Q: How does the P/E of 43.01x compare to fundamentals for Bliss GVS Pharma?

A: The P/E of 43.01x should be assessed in conjunction with the earnings growth rate and ROCE. At 43.01x, the stock carries a moderate premium relative to the market average of 20–25x, compensated in part by the ROCE of 16.77% and the quarterly earnings growth of 128.90%.

Q: What is Bliss GVS Pharma's all-time high and how far is the current price from it?

A: Bliss GVS Pharma's all-time high is Rs 541.75. The current price of Rs 530.35 is 2.1% below the all-time high, offering potential headroom for appreciation if fundamental performance supports continued market re-rating. The all-time high provides a reference ceiling that informs sentiment and potential price target discussion, though fundamental value — determined by earnings, ROCE, and growth — is the primary determinant of sustainable price levels.

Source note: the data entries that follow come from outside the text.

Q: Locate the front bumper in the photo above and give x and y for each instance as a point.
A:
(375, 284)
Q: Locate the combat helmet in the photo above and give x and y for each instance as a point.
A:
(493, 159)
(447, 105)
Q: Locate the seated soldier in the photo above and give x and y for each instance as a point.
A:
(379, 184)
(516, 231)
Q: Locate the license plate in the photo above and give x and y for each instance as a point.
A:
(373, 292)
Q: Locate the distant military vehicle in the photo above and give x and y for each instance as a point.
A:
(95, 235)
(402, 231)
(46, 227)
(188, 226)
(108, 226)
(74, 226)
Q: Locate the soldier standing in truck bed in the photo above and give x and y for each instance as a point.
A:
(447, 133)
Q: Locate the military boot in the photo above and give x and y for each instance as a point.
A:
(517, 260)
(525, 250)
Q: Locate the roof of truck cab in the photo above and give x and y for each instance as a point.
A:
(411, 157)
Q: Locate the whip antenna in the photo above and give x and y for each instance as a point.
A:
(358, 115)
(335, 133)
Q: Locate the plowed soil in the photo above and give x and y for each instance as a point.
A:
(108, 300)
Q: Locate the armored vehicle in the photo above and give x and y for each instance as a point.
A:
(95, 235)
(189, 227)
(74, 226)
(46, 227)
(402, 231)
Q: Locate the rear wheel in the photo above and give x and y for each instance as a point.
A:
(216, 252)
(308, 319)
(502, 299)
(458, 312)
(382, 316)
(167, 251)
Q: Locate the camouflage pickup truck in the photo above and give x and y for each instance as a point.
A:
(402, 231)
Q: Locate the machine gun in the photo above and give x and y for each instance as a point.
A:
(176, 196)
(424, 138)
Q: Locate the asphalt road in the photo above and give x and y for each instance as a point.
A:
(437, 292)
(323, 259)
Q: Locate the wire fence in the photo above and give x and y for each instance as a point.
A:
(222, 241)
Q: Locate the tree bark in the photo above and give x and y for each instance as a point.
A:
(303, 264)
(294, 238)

Q: Where can investors access Bliss GVS Pharma's official financial data and disclosures?

A: Bliss GVS Pharma's quarterly results, annual reports, investor presentations, shareholding patterns, and all material corporate announcements are filed with BSE and are freely accessible through the exchange filing portals at nseindia.com and bseindia.com. SEBI listing regulations mandate timely disclosure of all financial results and material developments. These filings are the primary source of verified financial and operational data for investment analysis.